For the past few weeks I have been in meditation on the 7 Points of Mind Training. This course of study is focused on Lojong, a practice of training the mind. One of the precepts of Lojong is the idea that we “give all profit and gain to others and take all loss and defeat on ourselves.” Essentially, that by focusing on improving the lives of everyone we ultimately benefit by helping to make the world a better place to live for all of us.
These Lojong teachings raised a big question for me: is the path or the goal happiness?
I am here to argue that Happiness is not the goal, the path, or the focus. At least, not for a while (a long, long while).

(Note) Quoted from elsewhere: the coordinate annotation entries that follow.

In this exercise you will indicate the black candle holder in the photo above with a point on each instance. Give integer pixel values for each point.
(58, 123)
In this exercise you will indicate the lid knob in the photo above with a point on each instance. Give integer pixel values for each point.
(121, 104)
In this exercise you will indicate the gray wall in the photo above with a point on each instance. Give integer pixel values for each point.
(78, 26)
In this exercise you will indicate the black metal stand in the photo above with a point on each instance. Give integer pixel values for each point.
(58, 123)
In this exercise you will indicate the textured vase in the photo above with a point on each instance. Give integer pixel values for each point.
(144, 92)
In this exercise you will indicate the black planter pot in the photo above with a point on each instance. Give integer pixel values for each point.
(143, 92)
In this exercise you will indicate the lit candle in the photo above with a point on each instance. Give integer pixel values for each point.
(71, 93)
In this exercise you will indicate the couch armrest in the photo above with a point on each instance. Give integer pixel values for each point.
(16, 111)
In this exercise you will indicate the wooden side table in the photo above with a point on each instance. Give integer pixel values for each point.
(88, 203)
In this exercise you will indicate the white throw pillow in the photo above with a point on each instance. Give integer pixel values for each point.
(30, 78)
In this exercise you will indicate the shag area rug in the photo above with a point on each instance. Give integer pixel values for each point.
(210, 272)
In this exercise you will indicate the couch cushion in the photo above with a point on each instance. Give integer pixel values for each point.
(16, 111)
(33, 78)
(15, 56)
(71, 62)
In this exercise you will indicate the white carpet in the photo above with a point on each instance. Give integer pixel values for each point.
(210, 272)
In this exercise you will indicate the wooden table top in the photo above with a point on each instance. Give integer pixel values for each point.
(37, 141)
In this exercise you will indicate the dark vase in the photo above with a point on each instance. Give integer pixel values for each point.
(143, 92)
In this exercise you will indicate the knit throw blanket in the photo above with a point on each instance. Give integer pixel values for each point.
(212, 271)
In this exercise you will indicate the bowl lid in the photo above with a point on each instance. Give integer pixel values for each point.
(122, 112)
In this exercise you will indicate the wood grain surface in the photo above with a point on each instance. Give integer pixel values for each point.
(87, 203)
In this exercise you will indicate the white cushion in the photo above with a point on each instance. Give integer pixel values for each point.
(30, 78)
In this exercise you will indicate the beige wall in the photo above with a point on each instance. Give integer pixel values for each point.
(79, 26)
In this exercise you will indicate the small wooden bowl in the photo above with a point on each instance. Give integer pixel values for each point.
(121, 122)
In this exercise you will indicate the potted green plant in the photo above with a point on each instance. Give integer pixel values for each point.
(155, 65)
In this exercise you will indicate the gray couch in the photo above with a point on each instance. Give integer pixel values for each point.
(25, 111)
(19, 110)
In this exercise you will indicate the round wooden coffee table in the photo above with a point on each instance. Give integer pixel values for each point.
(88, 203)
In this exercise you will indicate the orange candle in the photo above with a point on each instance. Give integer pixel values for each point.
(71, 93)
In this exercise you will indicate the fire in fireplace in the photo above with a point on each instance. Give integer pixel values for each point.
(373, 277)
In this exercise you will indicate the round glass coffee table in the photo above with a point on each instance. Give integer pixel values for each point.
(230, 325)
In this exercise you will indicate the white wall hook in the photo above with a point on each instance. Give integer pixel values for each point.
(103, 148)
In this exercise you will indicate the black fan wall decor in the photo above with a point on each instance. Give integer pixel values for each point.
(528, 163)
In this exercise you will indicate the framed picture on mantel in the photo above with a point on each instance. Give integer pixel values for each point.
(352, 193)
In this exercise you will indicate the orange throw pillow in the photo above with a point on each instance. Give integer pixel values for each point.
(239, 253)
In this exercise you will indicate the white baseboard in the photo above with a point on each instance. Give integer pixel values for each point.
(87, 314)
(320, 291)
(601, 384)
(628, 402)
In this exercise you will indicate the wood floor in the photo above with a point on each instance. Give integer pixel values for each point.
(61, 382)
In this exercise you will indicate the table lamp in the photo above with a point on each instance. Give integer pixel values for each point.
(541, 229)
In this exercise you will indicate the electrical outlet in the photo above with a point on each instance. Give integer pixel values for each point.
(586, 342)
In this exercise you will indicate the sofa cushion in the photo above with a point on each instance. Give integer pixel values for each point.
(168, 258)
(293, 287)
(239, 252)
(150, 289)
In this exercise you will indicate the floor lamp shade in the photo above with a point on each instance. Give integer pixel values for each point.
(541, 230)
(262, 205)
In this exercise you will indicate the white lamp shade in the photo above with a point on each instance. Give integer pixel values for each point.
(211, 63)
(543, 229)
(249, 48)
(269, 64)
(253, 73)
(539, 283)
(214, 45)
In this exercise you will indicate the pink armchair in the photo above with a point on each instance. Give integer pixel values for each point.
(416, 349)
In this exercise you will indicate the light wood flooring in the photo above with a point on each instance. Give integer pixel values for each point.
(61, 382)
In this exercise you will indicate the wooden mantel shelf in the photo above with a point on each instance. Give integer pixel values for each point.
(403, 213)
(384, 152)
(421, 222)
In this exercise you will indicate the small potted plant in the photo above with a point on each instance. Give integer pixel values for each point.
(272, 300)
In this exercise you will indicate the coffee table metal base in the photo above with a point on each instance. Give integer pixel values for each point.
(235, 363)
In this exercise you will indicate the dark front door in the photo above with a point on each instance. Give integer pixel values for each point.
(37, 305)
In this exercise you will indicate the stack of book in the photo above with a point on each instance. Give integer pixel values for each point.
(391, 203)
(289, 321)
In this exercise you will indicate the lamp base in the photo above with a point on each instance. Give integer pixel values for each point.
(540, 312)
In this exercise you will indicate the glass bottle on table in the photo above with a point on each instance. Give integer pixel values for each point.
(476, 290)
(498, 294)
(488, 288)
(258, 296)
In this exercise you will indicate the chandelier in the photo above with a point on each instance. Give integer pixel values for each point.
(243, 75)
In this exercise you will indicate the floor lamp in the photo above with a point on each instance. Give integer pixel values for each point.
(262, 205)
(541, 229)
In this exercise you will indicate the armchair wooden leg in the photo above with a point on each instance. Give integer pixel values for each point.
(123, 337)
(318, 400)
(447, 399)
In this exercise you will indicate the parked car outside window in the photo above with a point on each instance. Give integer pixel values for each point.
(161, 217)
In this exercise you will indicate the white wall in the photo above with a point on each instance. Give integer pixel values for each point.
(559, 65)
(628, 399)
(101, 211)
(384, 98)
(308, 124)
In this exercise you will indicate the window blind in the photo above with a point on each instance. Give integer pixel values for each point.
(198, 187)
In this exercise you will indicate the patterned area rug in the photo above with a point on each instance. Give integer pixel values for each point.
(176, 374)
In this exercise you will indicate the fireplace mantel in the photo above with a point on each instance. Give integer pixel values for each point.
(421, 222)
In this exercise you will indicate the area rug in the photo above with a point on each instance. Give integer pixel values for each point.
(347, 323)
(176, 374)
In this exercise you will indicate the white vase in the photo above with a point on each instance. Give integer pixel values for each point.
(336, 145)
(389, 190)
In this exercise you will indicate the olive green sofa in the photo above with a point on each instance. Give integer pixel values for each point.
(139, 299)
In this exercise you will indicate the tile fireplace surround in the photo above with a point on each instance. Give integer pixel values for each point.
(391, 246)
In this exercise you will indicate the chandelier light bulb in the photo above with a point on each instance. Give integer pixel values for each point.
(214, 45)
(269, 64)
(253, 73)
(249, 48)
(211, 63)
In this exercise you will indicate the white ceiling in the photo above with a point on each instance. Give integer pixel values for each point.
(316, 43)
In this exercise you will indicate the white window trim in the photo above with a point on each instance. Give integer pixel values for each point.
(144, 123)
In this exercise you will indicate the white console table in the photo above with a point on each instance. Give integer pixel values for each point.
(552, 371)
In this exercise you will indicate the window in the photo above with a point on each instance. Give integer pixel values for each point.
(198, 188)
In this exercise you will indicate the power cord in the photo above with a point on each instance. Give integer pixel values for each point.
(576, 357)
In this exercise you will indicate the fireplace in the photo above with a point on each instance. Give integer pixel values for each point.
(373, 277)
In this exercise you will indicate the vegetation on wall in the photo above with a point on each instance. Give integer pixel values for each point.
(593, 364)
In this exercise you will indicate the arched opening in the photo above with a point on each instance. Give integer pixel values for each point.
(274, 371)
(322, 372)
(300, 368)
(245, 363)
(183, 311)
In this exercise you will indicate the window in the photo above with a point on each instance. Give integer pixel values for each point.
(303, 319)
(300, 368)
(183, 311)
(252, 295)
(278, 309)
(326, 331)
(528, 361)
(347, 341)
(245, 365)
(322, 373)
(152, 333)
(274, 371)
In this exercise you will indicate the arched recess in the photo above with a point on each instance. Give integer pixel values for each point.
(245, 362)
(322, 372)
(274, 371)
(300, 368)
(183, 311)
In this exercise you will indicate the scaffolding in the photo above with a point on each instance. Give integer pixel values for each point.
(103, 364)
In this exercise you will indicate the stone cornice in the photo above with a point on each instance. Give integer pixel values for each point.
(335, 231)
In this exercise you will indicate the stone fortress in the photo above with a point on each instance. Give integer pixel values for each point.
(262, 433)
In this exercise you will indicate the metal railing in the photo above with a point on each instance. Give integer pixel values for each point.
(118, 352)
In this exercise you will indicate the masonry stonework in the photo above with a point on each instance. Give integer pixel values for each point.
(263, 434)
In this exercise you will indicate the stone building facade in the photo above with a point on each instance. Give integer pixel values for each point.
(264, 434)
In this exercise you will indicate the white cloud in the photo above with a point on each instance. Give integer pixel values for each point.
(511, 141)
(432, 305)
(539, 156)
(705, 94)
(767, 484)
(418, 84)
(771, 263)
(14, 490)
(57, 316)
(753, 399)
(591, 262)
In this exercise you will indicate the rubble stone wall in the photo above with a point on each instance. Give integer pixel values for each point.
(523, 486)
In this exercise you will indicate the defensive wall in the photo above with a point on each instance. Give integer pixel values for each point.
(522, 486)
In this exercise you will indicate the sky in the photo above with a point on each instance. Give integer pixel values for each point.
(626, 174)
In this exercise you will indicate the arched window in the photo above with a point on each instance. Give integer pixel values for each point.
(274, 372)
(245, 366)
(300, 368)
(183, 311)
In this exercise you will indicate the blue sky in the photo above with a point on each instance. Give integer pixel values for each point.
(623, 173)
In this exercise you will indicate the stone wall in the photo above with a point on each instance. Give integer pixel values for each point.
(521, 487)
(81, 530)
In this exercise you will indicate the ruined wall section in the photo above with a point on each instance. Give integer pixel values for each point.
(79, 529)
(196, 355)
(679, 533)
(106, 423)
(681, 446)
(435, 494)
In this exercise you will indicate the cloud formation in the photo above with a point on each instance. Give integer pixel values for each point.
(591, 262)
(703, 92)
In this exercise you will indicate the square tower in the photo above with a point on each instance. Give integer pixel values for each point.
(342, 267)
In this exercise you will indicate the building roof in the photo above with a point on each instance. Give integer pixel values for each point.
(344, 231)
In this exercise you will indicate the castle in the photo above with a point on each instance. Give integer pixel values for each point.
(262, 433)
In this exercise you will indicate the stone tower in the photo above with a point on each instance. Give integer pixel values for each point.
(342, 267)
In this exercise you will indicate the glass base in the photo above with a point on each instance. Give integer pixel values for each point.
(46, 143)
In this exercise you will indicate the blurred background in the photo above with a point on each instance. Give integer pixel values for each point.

Stay with me for a moment. I often teach to my classes a story by Ursula Le Guin, “The Ones Who Walk Away from Omelas.” In the story, LeGuin tells the tale of a great society of beauty and light. The cities are opulent, clean, and wonderful in just about every way. People have every thing they desire and have long since given up wars, greed, and just about everything we consider a drain on human society.
The society, however, is based entirely on the suffering of one small child locked in a small room in the basement of a building. For the society to have all of this wonder and greatness, the rules state that this one child must sacrifice its happy life for the good of the entire society. As Le Guin said, “In the room a child is sitting. It could be a boy or a girl. It looks about six, but actually is nearly ten. It is feeble-minded. Perhaps it was born defective or perhaps it has become imbecile through fear, malnutrition, and neglect…The door is always locked; and nobody ever comes, except that sometimes-the child has no understanding of time or interval – sometimes the door rattles terribly and opens, and a person, or several people, are there. One of them may come and kick the child to make it stand up. The others never come close, but peer in at it with frightened, disgusted eyes. The food bowl and the water jug are hastily filled, the door is locked, the eyes disappear.”
In this story and the world Le Guin created, the child’s suffering is the price of wealth, clean streets, full libraries, great festivals, and perfect art and music.
And that leads me back to happiness. Le Guin is saying that our personal happiness cannot exist without the happiness of those around us. As such, our work in this life is to focus on the happiness, the care, the support of all of the people we can support….in fact, every single sentient being on the planet.
Until we accomplish this task, the task of extending happiness to every single individual we encounter, then we won’t ever really experience the kind of release and joy that comes from experiencing happiness. As long as one person suffers our lives must be attuned to the needs of those who suffer.